Wrong (Spada Crime Family #2) (6 page)

BOOK: Wrong (Spada Crime Family #2)
7.37Mb size Format: txt, pdf, ePub

Of course. There’s always some bargain to be made. With Sal I traded myself for my bakery. Nick wants me in exchange for protection. It’s wrong, and I know it, but at the same time something about Nick feels different than Sal. I don’t feel dirty when Nick touches me. Even after what he just said, I don’t feel like he wants to use me. Maybe I’m kidding myself.

But then he lowers his head, and his lips brush against mine. I lean toward him with a soft moan that I can’t help.

“You deserve better than him,” Nick murmurs against my mouth. “So much better.”

I press my mouth against his, wanting to be closer. The panic is starting to leave me. “I probably deserve better than you, too,” I mutter.

He chuckles. “No doubt.” But then he drags me close up against him and kisses me hard, his mouth pressing hard into mine. His tongue moves between my lips, touches my tongue, dances with it. I open wider, letting him in.

It’s like the kiss from before, at the bakery, but different. He’s a bit more reserved, like he’s trying to be gentler, or persuasive, rather than just doing his best to slake a thirst. I don’t mind either way. He tastes good to me. Like something I need.

“God, you’re beautiful.”

He reaches up and strokes my hair away from my face. I can’t be beautiful—not at the moment, anyway. I’ve been crying my heart out for, God—fifteen minutes? Thirty? There’s no way I’m not streaky and swollen. Yet he seems to mean what he said.

His mouth moves away from mine, his lips walking up the side of my face to my ear, where he nibbles a moment, nipping the curve of my ear all around the row of earrings. Then he draws the lobe between his lips, lets it go. One of his hands lowers, cupping my breast, teasing my nipple through my dress. I let out another involuntary gasp. He’s pressing closer to me, pinning me against the back wall of the storeroom. I let him. Right now I don’t want to be anywhere else. God knows I don’t want to be with Sal. And while I’ve still got some doubts about Nick’s motives, I figure anything is better than going back home.

God, I hope I’m right.

I push the thoughts out of my head—all of them, leaving just a blank space behind. Right now I only want to feel.

Nick is giving me every opportunity to do just that. While one hand continues to tease my breast, the other moves down, cupping me between my legs. After a moment his fingers start to walk against my thigh, inching my skirt up until he can move his hand under it. Then his fingers are right up against my panties.
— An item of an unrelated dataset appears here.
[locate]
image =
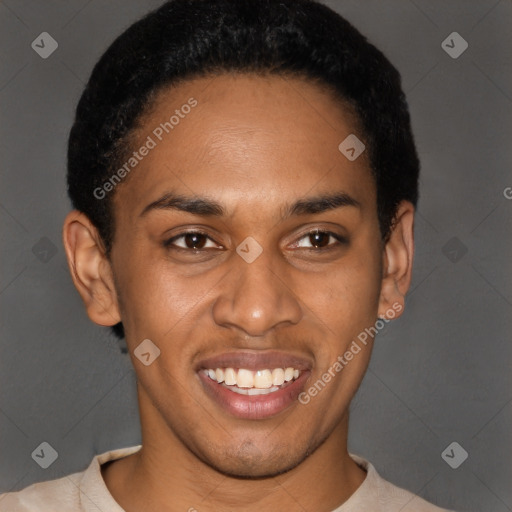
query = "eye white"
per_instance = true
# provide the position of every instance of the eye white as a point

“You’re so hot,” he mutters, fingers questing. He kisses me again while he explores between my legs, testing me through the cotton of my panties then sliding one finger under the edge and into the hot wetness beneath. A finger slides inside, and I jerk with the shock of it.

Two fingers inside, then he’s pressing the heel of his hand against my mound, and I start grinding against it.

Yeah, I’m humping his hand, and I don’t even care. It feels good. It’s something I’m doing on my own, just because I want to. No matter what Nick’s ulterior motives might be, he has yet to do anything I didn’t want him to do. In my world, that goes a long way, and how sad is that, really?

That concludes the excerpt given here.